Concrete Boxes: Mizrahi Women on Israel’s Periphery offers an intimate, textured, and rich depiction of contemporary life in one marginalized development town in the Israeli Negev. Placing the stories of five women at the center, author Pnina Motzafi-Haller depicts a range of creative strategies used by each woman to make a meaningful life within a reality of multiple exclusions—gendered, ethnic, class-based, geographic marginalization. These limitations, Motzafi-Haller argues, create a "concrete box," which unlike the "glass ceiling" of the liberal feminist discourse, is multi-dimensional and harder to break free from. The ethnography challenges the terms of familiar Israeli-centered debates, both institutional and critical, that have tended to undercut the local, mostly Mizrahi residents of Israeli peripheral towns. By developing a dialogical ethnographic framework, the author—herself a Mizrahi woman born in a development town—explorees a range of life trajectories that meet the challenges of a marginalized life.
As the stories unfold, the reader is introduced to the unique paths developed by each of five women in order to keep their families and commuity together in the face of the stigmatic and hegemonic narratives of Isrealis who seldom set foot in their social and geographic periphery. Motzafi-Haller’s ethnography includes the daily struggles of Nurit, a single mother of two with a drug-addicted partner, in her attempt to make ends meet and escape social isolation; Ephrat’s investment in an increasingly religious-observant lifestyle; the juggling acts of Rachel, who develops a creative mix of narratives of self, using middle-class rhetoric in reimagining a material reality of continued dependence on the welfare system; the rebellious choices of Esti, who at thirty-five, refuses to marry, have children, or keep a stable job, celebrating against all odds a life of gambling, consumption beyond her means, and a tight and supportive social network; and the life story of Gila, who was born in Yeruham but was able to "escape" it and establish herself in middle-class life as a school principal. Taken together, these intimate narratives ask us to consider both the potential and limitations of post-colonial feminist insights about the manner in which knowledge is produced.
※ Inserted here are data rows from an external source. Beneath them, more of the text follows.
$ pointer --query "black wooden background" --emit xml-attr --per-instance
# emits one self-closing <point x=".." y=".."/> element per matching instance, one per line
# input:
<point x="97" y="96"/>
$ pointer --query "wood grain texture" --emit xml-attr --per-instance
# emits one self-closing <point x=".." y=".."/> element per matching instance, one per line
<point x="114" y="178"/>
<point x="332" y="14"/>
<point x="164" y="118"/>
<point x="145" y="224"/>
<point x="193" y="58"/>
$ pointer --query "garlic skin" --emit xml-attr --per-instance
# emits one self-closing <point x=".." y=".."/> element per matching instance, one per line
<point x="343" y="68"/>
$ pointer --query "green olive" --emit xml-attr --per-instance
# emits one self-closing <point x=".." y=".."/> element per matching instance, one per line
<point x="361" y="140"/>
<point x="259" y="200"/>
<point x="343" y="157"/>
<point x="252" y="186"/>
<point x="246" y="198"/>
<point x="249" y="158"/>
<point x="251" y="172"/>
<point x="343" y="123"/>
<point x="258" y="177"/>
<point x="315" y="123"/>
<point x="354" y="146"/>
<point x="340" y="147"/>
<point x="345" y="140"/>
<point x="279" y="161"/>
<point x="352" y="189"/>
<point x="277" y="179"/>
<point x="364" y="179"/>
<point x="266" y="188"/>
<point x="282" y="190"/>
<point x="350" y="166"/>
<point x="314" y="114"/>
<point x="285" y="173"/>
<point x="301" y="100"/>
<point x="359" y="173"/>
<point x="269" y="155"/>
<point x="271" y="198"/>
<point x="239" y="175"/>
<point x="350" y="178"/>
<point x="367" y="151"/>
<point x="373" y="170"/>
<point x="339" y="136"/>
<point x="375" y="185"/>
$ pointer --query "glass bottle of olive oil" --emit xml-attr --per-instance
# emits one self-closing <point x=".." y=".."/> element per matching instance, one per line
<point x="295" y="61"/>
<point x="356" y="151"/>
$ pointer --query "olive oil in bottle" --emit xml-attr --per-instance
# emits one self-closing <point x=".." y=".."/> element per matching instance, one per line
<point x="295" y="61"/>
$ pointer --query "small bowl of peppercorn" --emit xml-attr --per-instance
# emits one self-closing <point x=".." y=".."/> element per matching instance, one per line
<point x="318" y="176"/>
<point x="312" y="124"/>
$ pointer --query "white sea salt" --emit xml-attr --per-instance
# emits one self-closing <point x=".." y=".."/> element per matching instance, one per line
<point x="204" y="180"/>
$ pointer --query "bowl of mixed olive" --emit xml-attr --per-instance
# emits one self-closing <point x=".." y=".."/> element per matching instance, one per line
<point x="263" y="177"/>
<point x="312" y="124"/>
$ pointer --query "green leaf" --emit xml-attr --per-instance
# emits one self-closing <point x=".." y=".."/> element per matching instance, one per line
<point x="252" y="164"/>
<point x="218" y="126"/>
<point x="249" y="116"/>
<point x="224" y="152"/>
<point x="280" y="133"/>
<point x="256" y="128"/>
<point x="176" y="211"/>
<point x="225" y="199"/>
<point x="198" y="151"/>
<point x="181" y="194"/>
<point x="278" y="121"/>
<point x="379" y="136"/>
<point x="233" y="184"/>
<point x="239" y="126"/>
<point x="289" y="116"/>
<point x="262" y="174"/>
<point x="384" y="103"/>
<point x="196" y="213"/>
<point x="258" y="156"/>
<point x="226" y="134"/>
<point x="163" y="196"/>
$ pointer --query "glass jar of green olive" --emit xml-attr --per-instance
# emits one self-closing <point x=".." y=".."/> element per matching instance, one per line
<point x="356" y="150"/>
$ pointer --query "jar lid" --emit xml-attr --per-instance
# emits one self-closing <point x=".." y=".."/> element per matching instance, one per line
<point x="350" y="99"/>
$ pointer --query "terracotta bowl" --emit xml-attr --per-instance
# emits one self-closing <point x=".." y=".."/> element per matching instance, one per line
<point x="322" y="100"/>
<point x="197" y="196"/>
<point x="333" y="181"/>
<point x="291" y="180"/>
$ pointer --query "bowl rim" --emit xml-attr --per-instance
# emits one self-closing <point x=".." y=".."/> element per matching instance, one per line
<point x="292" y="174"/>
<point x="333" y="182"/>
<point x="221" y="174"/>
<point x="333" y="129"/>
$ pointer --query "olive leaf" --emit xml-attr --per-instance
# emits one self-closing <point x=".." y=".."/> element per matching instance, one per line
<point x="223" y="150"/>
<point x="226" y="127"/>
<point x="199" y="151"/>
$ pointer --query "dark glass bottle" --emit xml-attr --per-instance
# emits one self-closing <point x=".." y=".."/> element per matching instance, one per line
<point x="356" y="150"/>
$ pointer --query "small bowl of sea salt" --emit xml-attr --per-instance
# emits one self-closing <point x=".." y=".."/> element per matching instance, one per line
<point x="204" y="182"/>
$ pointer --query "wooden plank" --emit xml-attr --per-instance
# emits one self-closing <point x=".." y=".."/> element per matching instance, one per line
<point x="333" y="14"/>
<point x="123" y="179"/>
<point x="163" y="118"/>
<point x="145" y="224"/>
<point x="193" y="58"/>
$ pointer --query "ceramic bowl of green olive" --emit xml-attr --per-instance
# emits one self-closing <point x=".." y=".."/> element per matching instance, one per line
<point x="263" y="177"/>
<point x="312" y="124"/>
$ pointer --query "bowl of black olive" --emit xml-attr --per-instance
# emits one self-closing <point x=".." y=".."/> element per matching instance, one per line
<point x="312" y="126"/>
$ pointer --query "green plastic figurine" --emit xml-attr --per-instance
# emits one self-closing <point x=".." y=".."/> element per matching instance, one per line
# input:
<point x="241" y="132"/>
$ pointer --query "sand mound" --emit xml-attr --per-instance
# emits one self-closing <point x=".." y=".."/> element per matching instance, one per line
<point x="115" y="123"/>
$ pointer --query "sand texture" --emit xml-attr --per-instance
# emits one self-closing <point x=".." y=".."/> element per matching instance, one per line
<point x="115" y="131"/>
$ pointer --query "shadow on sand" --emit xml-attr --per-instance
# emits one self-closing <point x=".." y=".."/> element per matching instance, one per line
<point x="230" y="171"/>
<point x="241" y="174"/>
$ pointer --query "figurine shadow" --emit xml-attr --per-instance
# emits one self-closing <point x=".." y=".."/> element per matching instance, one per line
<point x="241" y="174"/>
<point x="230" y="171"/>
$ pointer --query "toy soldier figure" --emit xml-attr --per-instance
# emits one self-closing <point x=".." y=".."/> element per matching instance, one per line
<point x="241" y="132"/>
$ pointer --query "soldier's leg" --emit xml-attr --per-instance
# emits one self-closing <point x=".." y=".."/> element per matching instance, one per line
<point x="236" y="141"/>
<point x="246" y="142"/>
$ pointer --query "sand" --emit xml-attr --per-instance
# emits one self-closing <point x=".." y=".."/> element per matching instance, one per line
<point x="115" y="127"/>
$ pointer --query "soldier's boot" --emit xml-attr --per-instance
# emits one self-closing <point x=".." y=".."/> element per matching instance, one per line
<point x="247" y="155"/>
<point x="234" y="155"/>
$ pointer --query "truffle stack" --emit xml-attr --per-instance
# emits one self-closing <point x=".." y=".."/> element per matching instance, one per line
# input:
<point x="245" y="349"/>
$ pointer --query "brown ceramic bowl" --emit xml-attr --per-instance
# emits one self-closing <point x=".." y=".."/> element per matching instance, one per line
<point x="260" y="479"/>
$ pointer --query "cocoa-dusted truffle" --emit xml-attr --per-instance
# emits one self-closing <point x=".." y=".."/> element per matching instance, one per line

Readable, engaging, and at the same time theoretically informed, Concrete Boxes offers not only sustained reflection about Israeli reality rarely documented in scholarly work but also a thought-provoking theoretical exploration of the ways in which individual agency encounters social restrictions and how social marginality is reproduced and challenged at the same time. This volume offers an important contribution to those with special interest in Israeli studies, as well as those interested in anthropology, gender, and post-colonial studies.